Maintenant il est évident que comme chronique hebdomadaire c'est encore assez bon et ce que j'en dis... Et ces autres rengaines sur votre si pénible métier! Vous me prenez pour une bourgeoise qui vous prend pour un poète et vous cherchez à m'éclairer. George Sand s'est déjà vantée d'écrire pour de l'argent et le laborieux Flaubert a geint sur ses peines extrêmes. Allez, le mal qu'il s'est donné se sent. Balzac ne s'est jamais plaint de cela, et il était toujours enthousiaste de ce qu'il allait faire. Quant à Montesquieu, si j'ose m'exprimer ainsi, son goût pour l'étude fut si vif que s'il fut la source de sa gloire, il fut aussi celle de son bonheur, comme dirait la sous-maîtresse de votre fantastique pensionnat.
Pour ce qui est de vendre cher, c'est très bien, car il n'y a jamais eu de gloire vraiment éclatante sans or, ainsi que le dit le juif Baahrou, contemporain de Job (fragm. conservés par le savant Spitzbube, de Berlin). Du reste tout gagne à être bien encadré, la beauté, le génie et même la foi. Dieu n'est-il pas venu en personne expliquer à son serviteur Moïse les ornements de son arche, recommandant que les chérubins qui devaient la flanquer fussent en or et d'un _travail exquis_.
Alors, comme ça, vous vous ennuyez, et vous prenez tout avec indifférence et vous n'avez pas pour un sou de poésie... si vous croyez me faire peur!
Je vous vois d'ici, vous devez avoir un assez gros ventre, un gilet trop court en étoffe indécise et le dernier bouton défait. Eh bien, vous m'intéresserez quand même. Je ne comprends pas seulement comment vous pouvez vous ennuyer. Moi, je suis quelquefois triste, découragée ou enragée, mais m'ennuyer... jamais!
Vous n'êtes pas l'homme que je cherche.
Je ne cherche personne, monsieur, et j'estime que les hommes ne doivent être que des accessoires pour les femmes fortes.
La vieille fille sèche: Malheur! La voilà, la concierge: vous seriez bien aimable en m'apprenant comment qu'il est fait celui-là.
Enfin je vais répondre à vos questions, ça avec une grande sincérité, car je n'aime pas me jouer de la naïveté d'un homme de génie qui s'assoupit après dîner en fumant son cigare.
Maigre? Oh! non, mais pas grasse non plus. Mondaine, sentimentale, romanesque? Mais comment l'entendez-vous? Il me semble qu'il y a place pour tout cela dans un même individu, tout dépend du moment, de l'occasion, des circonstances. Je suis opportuniste et surtout victime des contagions morales: ainsi il peut m'arriver de manquer de poésie, tout comme vous.

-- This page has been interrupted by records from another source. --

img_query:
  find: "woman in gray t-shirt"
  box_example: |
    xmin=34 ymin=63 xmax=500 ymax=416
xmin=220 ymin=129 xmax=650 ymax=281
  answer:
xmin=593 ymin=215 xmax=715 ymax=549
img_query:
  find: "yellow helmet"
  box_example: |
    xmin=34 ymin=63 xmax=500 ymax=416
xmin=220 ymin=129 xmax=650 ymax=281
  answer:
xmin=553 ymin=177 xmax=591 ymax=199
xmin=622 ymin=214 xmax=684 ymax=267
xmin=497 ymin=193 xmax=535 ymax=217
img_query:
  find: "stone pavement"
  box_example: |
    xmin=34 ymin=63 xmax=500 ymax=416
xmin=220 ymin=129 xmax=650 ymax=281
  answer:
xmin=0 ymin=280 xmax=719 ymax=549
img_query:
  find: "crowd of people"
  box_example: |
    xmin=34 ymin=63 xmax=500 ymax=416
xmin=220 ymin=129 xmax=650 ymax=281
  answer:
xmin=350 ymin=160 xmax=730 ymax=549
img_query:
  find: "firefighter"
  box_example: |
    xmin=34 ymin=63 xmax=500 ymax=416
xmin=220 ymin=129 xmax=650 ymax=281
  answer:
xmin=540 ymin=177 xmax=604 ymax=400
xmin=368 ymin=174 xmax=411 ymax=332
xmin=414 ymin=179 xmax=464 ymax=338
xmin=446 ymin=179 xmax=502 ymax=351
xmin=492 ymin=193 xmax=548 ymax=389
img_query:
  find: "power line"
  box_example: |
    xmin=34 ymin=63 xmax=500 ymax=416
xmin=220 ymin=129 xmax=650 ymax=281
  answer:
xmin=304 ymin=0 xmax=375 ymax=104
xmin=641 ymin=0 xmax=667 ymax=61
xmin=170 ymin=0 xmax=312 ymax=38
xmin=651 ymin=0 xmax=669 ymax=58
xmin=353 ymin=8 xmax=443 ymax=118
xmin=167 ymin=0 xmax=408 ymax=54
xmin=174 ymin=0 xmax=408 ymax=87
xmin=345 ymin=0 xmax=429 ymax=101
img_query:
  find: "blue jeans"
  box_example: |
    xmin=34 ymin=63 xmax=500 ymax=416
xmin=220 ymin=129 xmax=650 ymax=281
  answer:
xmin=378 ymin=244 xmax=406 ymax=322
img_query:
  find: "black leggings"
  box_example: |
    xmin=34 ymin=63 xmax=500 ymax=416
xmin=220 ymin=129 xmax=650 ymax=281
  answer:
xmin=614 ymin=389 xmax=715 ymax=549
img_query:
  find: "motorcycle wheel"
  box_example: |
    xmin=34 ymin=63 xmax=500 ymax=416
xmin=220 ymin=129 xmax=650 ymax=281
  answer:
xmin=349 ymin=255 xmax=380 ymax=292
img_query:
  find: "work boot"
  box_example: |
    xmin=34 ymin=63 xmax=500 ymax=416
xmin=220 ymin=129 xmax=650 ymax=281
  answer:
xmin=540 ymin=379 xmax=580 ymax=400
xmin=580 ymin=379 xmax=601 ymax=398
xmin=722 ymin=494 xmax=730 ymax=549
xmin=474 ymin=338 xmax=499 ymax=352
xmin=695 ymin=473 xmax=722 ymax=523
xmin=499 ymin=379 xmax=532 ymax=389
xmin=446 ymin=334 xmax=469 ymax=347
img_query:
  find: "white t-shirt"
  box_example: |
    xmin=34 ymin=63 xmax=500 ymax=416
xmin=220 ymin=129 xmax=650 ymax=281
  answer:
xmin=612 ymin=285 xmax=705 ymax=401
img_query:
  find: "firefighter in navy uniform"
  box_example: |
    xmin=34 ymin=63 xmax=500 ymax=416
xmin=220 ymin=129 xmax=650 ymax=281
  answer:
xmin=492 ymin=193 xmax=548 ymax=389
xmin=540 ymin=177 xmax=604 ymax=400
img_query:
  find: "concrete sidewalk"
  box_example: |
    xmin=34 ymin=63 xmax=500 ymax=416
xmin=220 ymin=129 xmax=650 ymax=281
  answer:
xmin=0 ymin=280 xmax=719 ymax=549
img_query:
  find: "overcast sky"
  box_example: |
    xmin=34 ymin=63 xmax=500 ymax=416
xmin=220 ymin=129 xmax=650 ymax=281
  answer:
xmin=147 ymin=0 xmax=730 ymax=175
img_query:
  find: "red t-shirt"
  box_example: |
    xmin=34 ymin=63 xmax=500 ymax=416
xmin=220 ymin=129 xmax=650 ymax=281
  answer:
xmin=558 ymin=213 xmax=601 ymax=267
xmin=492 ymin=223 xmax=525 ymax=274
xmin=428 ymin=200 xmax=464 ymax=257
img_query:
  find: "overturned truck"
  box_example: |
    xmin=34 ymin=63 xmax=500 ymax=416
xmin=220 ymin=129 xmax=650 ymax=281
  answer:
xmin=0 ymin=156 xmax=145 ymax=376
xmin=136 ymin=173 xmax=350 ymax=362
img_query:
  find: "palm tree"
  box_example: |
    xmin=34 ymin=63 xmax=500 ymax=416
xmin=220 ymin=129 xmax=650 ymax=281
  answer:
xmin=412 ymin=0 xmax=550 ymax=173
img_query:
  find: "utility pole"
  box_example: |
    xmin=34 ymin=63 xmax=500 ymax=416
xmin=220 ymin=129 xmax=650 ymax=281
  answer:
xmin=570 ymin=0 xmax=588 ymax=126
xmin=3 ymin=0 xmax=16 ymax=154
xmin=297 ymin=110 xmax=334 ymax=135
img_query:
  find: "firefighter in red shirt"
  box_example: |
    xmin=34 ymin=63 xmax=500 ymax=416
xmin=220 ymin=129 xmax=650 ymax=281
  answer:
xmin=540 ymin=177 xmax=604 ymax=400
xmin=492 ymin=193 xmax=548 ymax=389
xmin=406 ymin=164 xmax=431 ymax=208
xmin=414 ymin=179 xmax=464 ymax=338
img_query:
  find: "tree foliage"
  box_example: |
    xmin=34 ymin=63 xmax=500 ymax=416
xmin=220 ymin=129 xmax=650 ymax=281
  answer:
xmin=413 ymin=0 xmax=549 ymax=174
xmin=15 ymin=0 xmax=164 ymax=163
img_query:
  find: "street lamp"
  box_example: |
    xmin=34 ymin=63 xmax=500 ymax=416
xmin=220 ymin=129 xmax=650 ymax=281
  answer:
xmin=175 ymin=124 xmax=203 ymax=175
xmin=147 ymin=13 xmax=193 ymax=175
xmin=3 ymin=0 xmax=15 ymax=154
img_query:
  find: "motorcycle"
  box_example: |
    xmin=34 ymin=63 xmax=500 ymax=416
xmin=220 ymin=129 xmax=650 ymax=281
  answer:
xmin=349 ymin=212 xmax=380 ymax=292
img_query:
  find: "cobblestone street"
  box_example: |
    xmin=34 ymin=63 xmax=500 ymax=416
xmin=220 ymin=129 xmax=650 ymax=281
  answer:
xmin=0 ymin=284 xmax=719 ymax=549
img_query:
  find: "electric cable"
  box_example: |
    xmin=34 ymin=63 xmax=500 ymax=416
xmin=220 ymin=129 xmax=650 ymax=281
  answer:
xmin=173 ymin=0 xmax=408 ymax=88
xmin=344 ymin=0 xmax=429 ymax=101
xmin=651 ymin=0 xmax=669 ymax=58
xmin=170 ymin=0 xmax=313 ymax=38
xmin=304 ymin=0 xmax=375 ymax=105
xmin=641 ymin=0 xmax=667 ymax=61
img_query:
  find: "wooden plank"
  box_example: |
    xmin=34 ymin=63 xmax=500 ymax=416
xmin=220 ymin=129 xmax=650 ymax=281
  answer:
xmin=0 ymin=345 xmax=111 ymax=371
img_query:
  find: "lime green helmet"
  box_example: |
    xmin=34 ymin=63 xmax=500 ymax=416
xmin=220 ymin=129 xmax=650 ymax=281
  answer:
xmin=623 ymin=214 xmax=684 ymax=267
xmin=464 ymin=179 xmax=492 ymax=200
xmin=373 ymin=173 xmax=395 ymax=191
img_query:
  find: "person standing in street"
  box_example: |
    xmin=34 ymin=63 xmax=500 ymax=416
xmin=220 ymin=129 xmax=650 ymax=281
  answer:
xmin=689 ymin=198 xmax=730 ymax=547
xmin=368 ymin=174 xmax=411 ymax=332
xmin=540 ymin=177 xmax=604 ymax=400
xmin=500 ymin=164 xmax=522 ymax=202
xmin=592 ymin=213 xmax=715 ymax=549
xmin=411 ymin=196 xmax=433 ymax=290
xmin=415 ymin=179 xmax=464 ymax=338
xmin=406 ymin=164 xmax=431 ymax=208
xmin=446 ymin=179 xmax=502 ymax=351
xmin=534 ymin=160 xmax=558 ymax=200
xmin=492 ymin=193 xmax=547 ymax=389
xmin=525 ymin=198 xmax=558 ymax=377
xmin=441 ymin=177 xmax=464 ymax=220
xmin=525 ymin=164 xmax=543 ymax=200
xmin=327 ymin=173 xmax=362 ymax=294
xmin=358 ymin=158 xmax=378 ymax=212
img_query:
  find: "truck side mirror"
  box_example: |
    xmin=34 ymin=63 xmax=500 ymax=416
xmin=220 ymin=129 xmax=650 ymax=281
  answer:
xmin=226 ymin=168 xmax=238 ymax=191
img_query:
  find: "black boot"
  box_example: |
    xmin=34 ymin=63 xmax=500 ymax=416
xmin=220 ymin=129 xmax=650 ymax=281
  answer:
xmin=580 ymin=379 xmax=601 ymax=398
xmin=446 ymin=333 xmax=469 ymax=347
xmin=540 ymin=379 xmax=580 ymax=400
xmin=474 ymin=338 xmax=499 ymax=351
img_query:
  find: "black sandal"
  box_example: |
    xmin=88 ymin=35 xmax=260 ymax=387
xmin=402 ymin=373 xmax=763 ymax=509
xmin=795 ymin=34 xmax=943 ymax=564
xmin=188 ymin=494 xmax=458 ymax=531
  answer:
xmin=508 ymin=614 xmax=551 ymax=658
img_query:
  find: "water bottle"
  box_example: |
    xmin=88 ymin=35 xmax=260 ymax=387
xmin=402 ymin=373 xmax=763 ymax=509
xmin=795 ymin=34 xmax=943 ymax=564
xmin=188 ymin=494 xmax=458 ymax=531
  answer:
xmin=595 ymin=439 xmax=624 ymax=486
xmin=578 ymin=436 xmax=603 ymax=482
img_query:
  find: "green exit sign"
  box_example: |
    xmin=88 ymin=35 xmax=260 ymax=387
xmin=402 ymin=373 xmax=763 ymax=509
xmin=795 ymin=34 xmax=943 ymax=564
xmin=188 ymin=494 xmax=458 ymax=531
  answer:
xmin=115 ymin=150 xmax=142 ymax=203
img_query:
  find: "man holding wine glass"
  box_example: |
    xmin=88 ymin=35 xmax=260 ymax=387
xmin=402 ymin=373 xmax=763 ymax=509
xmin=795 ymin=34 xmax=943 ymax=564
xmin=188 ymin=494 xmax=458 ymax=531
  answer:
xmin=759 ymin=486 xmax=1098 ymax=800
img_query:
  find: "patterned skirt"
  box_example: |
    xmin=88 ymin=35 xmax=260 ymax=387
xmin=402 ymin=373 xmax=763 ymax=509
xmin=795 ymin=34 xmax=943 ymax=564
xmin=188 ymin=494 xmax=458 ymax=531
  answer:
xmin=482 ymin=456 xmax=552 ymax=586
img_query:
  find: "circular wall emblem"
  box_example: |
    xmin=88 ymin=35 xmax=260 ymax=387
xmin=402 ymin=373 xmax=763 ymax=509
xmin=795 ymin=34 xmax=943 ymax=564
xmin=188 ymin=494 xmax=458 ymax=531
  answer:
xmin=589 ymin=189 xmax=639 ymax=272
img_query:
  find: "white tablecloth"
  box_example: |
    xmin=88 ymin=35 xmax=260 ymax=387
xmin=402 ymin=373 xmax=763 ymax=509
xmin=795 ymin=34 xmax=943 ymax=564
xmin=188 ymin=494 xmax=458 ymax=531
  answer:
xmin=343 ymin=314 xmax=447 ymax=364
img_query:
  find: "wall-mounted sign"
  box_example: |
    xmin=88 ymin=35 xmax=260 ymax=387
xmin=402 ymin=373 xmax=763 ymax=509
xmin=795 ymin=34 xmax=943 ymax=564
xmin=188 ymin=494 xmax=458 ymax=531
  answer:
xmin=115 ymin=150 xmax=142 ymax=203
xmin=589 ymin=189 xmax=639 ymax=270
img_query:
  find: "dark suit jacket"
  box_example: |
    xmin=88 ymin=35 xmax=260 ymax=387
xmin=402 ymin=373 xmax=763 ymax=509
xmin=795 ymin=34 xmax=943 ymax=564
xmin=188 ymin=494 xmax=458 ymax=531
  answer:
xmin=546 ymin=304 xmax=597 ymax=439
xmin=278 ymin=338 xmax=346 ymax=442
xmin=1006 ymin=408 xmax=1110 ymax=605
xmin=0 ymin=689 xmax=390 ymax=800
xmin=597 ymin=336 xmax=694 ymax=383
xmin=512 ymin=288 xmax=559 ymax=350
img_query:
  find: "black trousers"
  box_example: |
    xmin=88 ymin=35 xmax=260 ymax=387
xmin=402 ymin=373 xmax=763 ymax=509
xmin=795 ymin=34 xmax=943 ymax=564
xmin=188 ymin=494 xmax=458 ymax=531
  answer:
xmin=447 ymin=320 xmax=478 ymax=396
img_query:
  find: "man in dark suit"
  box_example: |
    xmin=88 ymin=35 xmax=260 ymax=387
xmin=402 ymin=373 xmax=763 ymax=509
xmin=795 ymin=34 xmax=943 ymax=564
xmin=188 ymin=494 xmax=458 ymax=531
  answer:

Mon parfum? la vertu.--_Vulgo_, aucun.
Oui, gourmande, ou plutôt difficile. L'oreille est petite, peu régulière mais jolie. Les yeux gris. Oui, musicienne, mais pas aussi pianiste que doit être votre sous-maîtresse de pensionnat.
Êtes-vous satisfait de ma docilité? Si oui, défaites encore un bouton et pensez à moi pendant que le crépuscule tombe. Si non... tant pis, je trouve qu'en voilà beaucoup en échange de vos fausses confidences.
Oserai-je vous demander quels sont vos musiciens et vos peintres!
Et si j'étais un homme?[28]
[Note 28: À cette lettre était joint un croquis représentant un gros monsieur assoupi dans un fauteuil sous un palmier au bord de la mer; une table, un bock; un cigare.]
Au même.
Maintenant je vous dirai une chose incroyable et surtout que vous ne croirez jamais et qui venant après coup n'a plus qu'une valeur historique... Eh bien, c'est que moi aussi j'en avais assez. À votre troisième lettre j'étais refroidie. La satiété...
Du reste je ne tiens qu'à ce qui m'échappe. Je devrais donc venir à vous maintenant.